The top of the page shows headline metrics:

MetricWhat it shows
Total CostAggregate estimated cost of predictive optimization operations for the selected period
OperationsTotal number of optimization operations performed
DBUs UsedTotal DBU consumption across all operations
FailedCount of operations that did not complete successfully

Two bar charts provide a visual breakdown:

  • Operations by Type — How many operations of each type were performed
  • Cost by Operation Type — How much each operation type cost

The Overview tab shows a daily operations table with the following columns:

ColumnWhat it shows
DateDay the operations were performed
WorkspaceWhich Databricks workspace
OperationOperation type (COMPACT, VACUUM, ANALYZE, CLUSTERING)
CountNumber of operations on that day
SuccessCount of successful operations
FailedCount of failed operations
DBUsTotal DBU consumption
Est.

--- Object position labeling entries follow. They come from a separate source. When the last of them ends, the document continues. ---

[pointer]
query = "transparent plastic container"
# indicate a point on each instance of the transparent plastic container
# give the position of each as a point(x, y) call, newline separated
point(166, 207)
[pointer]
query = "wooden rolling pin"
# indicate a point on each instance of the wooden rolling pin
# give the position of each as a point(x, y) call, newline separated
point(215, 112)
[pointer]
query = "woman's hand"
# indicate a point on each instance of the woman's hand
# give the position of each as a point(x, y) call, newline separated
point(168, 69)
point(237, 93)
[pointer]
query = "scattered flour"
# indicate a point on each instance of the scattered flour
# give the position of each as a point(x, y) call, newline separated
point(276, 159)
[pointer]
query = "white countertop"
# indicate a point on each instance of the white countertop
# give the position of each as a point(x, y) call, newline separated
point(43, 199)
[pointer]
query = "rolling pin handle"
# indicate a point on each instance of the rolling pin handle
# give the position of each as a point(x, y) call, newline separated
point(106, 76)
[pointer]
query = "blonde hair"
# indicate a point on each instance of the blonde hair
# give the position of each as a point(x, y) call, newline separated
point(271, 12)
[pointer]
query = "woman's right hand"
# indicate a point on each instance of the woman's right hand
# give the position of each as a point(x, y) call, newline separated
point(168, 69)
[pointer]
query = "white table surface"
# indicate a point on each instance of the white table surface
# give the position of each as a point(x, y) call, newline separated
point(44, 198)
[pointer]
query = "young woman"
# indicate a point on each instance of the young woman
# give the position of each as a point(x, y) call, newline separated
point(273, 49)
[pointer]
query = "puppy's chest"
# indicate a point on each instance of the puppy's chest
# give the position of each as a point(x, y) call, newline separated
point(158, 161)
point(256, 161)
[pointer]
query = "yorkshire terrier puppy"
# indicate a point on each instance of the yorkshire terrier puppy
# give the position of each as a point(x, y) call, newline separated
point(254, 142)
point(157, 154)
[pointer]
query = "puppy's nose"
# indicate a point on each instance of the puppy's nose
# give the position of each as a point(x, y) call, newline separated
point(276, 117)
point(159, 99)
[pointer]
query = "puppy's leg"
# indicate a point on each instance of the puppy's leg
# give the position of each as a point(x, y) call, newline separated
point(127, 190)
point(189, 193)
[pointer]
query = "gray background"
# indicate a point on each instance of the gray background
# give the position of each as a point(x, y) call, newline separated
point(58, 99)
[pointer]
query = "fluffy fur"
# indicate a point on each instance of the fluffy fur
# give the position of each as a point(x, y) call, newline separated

CostEstimated cost in USD

The table is sorted by estimated cost (descending) by default.

The By Table tab shows optimization activity grouped by individual table:

ColumnWhat it shows
DateDay the operations were performed
TableFully qualified table name (catalog.schema.table)
WorkspaceWhich Databricks workspace
Total OpsTotal number of operations on this table
CompactNumber of compaction operations
VacuumNumber of vacuum operations
AnalyzeNumber of analyze operations
ClusterNumber of clustering operations
Est. CostEstimated cost in USD

This view helps identify which tables are most expensive to maintain through predictive optimization.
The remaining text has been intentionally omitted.